Wednesday, November 2, 2011

NaNoWriMo

I've signed up for my first ever National Novel Writing Month. 50,000 words in one month. I'd already been working on this novel for a year now, most written in Scrivener trial program for Windows. I'd not opened it for quite some time due to my change of life move from Chicago to the Blue Ridge Mountains in Georgia. When I opened it yesterday, November 1st, the start of NaNoWriMo, all of the 19th century writing was gone. Thankfully, I'd compiled all into a word doc, so I didn't really lose it, just had to find and reconstruct. That was how the first day went when I should've been writing 1666 words. 

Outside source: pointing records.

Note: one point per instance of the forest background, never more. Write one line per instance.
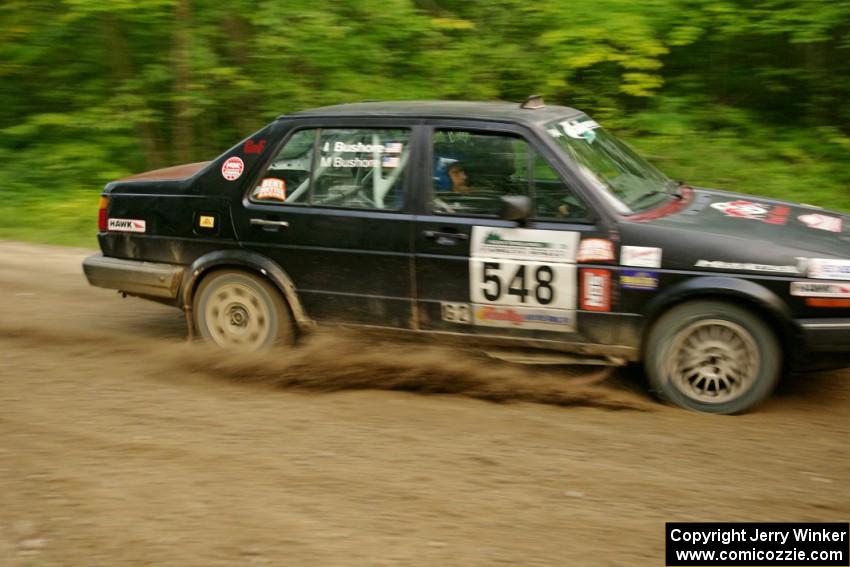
(746, 95)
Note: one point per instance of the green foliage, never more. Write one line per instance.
(745, 94)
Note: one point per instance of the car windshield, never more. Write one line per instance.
(628, 181)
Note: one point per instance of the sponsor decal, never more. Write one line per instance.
(595, 290)
(827, 302)
(821, 222)
(640, 256)
(524, 244)
(595, 250)
(820, 289)
(232, 168)
(252, 147)
(456, 312)
(639, 280)
(524, 318)
(828, 269)
(746, 266)
(754, 211)
(582, 129)
(271, 188)
(126, 225)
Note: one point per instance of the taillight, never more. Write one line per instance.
(101, 214)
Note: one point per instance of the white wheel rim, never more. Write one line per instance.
(713, 361)
(237, 315)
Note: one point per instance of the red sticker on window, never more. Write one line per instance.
(252, 147)
(232, 168)
(271, 188)
(595, 290)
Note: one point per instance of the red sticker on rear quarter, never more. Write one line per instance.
(595, 290)
(271, 188)
(232, 168)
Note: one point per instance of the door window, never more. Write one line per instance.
(472, 171)
(360, 168)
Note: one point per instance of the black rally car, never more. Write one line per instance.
(508, 226)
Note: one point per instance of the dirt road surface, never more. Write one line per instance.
(122, 445)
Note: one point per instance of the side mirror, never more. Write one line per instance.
(515, 207)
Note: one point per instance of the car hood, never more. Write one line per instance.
(722, 230)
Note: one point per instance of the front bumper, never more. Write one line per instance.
(145, 279)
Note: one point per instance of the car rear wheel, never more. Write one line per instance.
(712, 356)
(237, 309)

Today was MY first day and I completed 2357, but the day isn't over. I have 975 words to make the complete 3332 for two days. That is how my evening will be spent, I'm sure. 

A friend reminded me about my blog & asked if I would update it with the novel info. I must say I'm a bit nervous on that when it's straight writing with no editing or research, so we'll see. But, for those of you who either don't remember or flat don't know, I'm posting the synopsis. I had posted a chapter excerpt last year, and I'll repost that tomorrow. Then, if I do post the progress, at least you'll have an idea of what it's talking about. 

And as always, I am open to constructive feedback. 

Peace out. 
dk

"In Search of Mama" is the story of Dottie Stroebe, a 1st generation German-American girl, with an illegitimate son, who falls in love with a carny man. Clayton is a one-legged Indian half-breed, fifteen years Dottie's senior. They marry, have another child and travel the circus circuit another four years before settling into a non-descript, life in Chicago. When Dottie passes in 2010, a strange elderly southern gentlewoman with the same last maiden name appears at the funeral, gives Dottie's daughter, Marie, a letter that is an invitation to visit her in NC, and saying she's known Marie's mother since she was little. Fifty-years old, with nothing holding her anywhere, Marie packs up and leaves Chicago shortly after. She finds Louise in a tidy log-cabin behind a dilapidated plantation. Even though Louise has extended the invitation, she is not happy to see Marie. As Marie tries to learn what role this mysterious woman played in the life of her mother, a family story unfolds that carries us from 19th century Appalachia to the plains of Oklahoma in the year it became territory, to 20th century railroad yards of Pennsylvania to Chicago from the 1940s to current. It tells of passion, racism and family secrets hushed through generations.